A thrilling, seductive new series from New York Timesbestselling author Sarah J. Maas, blending Beauty and the Beast with faerie lore.
When nineteen-year-old huntress Feyre kills a wolf in the woods, a beast-like creature arrives to demand retribution for it. Dragged to a treacherous magical land she only knows about from legends, Feyre discovers that her captor is not an animal, but Tamlin—one of the lethal, immortal faeries who once ruled their world.
As she dwells on his estate, her feelings for Tamlin transform from icy hostility into a fiery passion that burns through every lie and warning she’s been told about the beautiful, dangerous world of the Fae. But an ancient, wicked shadow grows over the faerie lands, and Feyre must find a way to stop it . . . or doom Tamlin—and his world—forever.

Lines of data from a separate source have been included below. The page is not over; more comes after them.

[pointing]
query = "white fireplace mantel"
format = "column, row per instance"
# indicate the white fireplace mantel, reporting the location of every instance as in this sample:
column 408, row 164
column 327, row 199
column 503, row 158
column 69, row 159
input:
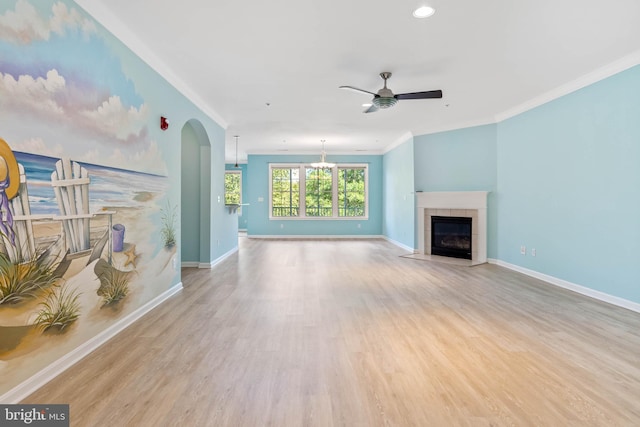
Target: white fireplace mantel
column 454, row 203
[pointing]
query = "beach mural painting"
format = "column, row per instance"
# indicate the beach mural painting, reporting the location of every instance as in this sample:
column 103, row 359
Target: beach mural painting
column 87, row 228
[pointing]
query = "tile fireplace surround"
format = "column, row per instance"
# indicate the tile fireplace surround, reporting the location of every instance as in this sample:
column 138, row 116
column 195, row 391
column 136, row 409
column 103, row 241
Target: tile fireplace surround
column 471, row 204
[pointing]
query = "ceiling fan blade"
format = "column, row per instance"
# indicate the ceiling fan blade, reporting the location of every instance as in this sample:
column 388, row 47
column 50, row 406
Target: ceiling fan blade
column 355, row 89
column 420, row 95
column 371, row 109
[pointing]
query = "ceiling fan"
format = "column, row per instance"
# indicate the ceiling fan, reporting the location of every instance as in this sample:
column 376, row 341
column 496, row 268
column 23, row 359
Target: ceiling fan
column 385, row 97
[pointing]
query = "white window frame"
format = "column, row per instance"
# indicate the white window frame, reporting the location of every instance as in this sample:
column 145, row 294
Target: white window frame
column 334, row 188
column 239, row 173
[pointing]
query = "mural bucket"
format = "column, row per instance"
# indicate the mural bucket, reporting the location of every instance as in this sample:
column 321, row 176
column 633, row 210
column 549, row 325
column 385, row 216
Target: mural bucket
column 118, row 237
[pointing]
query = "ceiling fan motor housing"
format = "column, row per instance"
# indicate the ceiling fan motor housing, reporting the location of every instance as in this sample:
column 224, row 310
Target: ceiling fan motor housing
column 384, row 101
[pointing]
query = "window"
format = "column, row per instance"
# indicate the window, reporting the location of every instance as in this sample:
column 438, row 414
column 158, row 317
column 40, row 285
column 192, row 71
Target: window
column 351, row 192
column 305, row 192
column 318, row 192
column 285, row 192
column 233, row 188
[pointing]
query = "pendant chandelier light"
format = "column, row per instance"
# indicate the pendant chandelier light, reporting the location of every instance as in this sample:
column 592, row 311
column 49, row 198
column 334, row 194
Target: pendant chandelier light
column 322, row 163
column 236, row 137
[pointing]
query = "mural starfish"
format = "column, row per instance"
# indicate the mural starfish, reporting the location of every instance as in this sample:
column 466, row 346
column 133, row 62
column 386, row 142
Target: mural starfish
column 131, row 256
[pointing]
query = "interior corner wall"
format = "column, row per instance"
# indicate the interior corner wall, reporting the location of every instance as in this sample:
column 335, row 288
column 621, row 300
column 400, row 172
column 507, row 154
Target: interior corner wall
column 190, row 200
column 113, row 102
column 398, row 196
column 224, row 225
column 569, row 186
column 461, row 160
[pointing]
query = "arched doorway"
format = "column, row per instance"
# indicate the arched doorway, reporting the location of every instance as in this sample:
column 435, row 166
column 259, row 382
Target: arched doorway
column 195, row 200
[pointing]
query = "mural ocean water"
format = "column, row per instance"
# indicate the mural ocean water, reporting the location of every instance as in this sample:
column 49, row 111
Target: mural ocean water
column 81, row 250
column 110, row 187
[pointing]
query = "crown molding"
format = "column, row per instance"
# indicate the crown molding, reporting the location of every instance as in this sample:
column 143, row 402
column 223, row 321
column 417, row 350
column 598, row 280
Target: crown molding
column 595, row 76
column 104, row 17
column 398, row 141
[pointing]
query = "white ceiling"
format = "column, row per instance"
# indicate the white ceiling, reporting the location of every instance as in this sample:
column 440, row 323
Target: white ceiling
column 491, row 59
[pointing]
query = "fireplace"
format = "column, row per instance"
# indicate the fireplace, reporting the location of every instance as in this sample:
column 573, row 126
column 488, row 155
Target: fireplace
column 465, row 204
column 451, row 236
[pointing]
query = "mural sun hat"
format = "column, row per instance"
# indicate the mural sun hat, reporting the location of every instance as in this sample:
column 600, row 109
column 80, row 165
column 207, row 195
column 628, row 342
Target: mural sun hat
column 9, row 169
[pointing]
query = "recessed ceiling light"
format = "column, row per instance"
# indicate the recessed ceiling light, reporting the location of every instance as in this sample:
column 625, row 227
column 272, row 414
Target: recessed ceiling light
column 423, row 12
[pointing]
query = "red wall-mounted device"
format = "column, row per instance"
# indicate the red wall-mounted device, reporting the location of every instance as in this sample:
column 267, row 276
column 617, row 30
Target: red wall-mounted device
column 164, row 123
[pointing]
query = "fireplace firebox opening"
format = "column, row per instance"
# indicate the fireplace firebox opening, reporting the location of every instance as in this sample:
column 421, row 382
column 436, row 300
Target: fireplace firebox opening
column 451, row 236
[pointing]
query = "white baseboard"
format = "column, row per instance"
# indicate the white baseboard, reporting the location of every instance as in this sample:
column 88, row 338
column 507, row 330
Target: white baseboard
column 190, row 264
column 620, row 302
column 400, row 245
column 217, row 260
column 42, row 377
column 314, row 237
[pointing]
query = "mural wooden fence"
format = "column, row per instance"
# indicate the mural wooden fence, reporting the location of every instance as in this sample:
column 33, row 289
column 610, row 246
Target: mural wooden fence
column 70, row 183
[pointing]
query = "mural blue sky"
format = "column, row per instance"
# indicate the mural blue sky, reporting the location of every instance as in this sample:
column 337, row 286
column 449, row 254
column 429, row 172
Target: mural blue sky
column 78, row 102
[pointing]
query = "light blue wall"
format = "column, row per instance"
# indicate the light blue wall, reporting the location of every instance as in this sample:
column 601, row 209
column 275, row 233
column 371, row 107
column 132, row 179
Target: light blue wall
column 569, row 186
column 398, row 195
column 190, row 203
column 243, row 213
column 460, row 160
column 258, row 187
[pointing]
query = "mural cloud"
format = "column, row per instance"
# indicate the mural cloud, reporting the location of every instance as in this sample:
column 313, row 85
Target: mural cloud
column 25, row 25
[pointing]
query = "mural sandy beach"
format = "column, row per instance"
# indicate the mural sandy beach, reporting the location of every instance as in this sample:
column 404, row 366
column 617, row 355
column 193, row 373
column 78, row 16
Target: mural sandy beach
column 143, row 259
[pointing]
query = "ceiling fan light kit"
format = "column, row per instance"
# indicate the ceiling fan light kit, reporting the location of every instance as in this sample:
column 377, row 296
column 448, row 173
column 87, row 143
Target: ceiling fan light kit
column 423, row 12
column 322, row 164
column 385, row 98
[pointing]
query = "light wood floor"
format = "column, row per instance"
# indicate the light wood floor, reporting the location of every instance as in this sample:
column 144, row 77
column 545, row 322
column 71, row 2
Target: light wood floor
column 348, row 333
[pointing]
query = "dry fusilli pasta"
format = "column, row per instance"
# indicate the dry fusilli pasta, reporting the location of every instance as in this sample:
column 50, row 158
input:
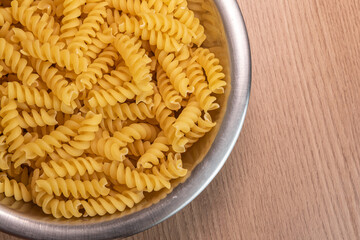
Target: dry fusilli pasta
column 99, row 99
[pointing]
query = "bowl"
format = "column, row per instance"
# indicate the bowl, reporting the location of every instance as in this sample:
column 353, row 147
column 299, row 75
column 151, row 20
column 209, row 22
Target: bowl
column 227, row 37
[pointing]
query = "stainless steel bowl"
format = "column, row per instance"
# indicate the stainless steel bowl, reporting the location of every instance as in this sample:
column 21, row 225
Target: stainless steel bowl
column 229, row 40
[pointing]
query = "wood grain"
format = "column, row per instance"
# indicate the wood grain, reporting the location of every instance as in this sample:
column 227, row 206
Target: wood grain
column 295, row 171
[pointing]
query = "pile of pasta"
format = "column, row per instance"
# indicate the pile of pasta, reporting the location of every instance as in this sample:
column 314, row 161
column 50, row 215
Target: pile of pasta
column 99, row 99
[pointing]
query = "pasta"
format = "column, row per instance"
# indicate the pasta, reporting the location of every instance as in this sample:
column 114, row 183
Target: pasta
column 99, row 99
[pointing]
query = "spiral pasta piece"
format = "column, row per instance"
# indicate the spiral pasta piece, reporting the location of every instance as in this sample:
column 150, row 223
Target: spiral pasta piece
column 34, row 97
column 12, row 188
column 111, row 125
column 108, row 147
column 202, row 91
column 41, row 26
column 104, row 97
column 203, row 126
column 126, row 111
column 10, row 124
column 70, row 21
column 88, row 28
column 213, row 70
column 135, row 59
column 187, row 17
column 53, row 54
column 5, row 160
column 75, row 188
column 58, row 208
column 162, row 41
column 171, row 97
column 55, row 139
column 6, row 16
column 127, row 6
column 86, row 133
column 70, row 167
column 175, row 73
column 166, row 120
column 60, row 87
column 154, row 152
column 167, row 24
column 136, row 131
column 97, row 68
column 172, row 4
column 135, row 179
column 187, row 118
column 99, row 99
column 171, row 169
column 18, row 65
column 138, row 147
column 37, row 118
column 112, row 203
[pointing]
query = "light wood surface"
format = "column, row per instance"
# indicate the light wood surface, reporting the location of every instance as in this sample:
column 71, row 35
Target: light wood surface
column 295, row 171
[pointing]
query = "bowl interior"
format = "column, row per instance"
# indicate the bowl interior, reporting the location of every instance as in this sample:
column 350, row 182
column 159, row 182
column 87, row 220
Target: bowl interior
column 28, row 213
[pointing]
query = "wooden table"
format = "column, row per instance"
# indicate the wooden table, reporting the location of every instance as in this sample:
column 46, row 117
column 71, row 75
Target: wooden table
column 295, row 171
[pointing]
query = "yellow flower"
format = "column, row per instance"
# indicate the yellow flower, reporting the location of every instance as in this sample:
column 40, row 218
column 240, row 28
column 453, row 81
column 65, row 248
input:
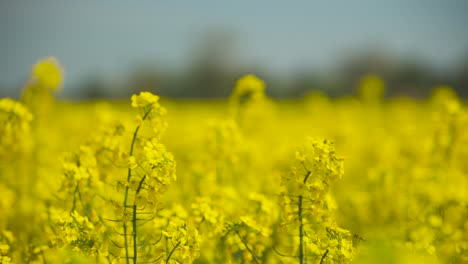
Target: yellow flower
column 48, row 73
column 144, row 99
column 250, row 85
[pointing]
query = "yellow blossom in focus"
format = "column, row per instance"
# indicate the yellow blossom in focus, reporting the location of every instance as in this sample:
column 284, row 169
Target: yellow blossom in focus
column 144, row 99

Perfect for fans of Kristin Cashore and George R. R. Martin, this first book in a sexy and action-packed new series is impossible to put down!

Review:

Sarah J. Maas has done it again. I don’t know how she has managed to break my heart with every book that she writes.
The plot was flawless. It was a retelling in the way that The Lunar Chronicles (by Marissa Meyer) is a retelling; key points of the original story are there, but everything else has been created by the author. The parts of The Beauty and the Beast that were used were twisted and hardly recognizable, made to fit into a completely new setting and storyline- again, much like that of The Lunar Chronicles.
The book was slow-moving and filled with tension, every word building for the grand finale. The pace is understandable because a) it is the first novel in a fantasy series, which requires a lot of world and character and plot building, and b) the original story (or at least, the Disney movie) is also slow and uneventful. Fortunately, Maas added much more action than the movie had, but again it is concentrated towards the end, when the whole story pretty much blows up in your face. It was great.
The characters in this novel were just like those in Maas’ Throne of Glass series- well developed, full of secrets, and extremely difficult to resist loving (as a reader). Feyre (FAY-ruh) is smart and full of life. Reading the whole book from her first person perspective was an unexpected treat. She sees the world in bright colors and sharp angles and light, in a way that is a little (but not very) reminicent of Jude and Noah of I’ll Give You the Sun (by Jandy Nelson). I wish Maas had gone into the painting a little more, but maybe it will come up in a later novel. Feyre brings heart to this book, and it was wonderful to read. She grows a lot in the course of the novel, of course finding love and losing it, questioning herself, and more importantly, where she fits into the grand scheme of life. As for Tamlin, the love interest, I fell for him hook, line, and sinker. I don’t want to say too much about him because most of his character development is towards the end. I will say that he is gorgeous, even with a mask plastered on his face.
When all is said and done, I cannot say that I prefer this series over Throne of Glass (although the latter has an unfair advantage of having 4 books out). Still, it is easily one of my favorite books this year and I highly recommend it to any fantasy lovers out there. You won’t be disappointed.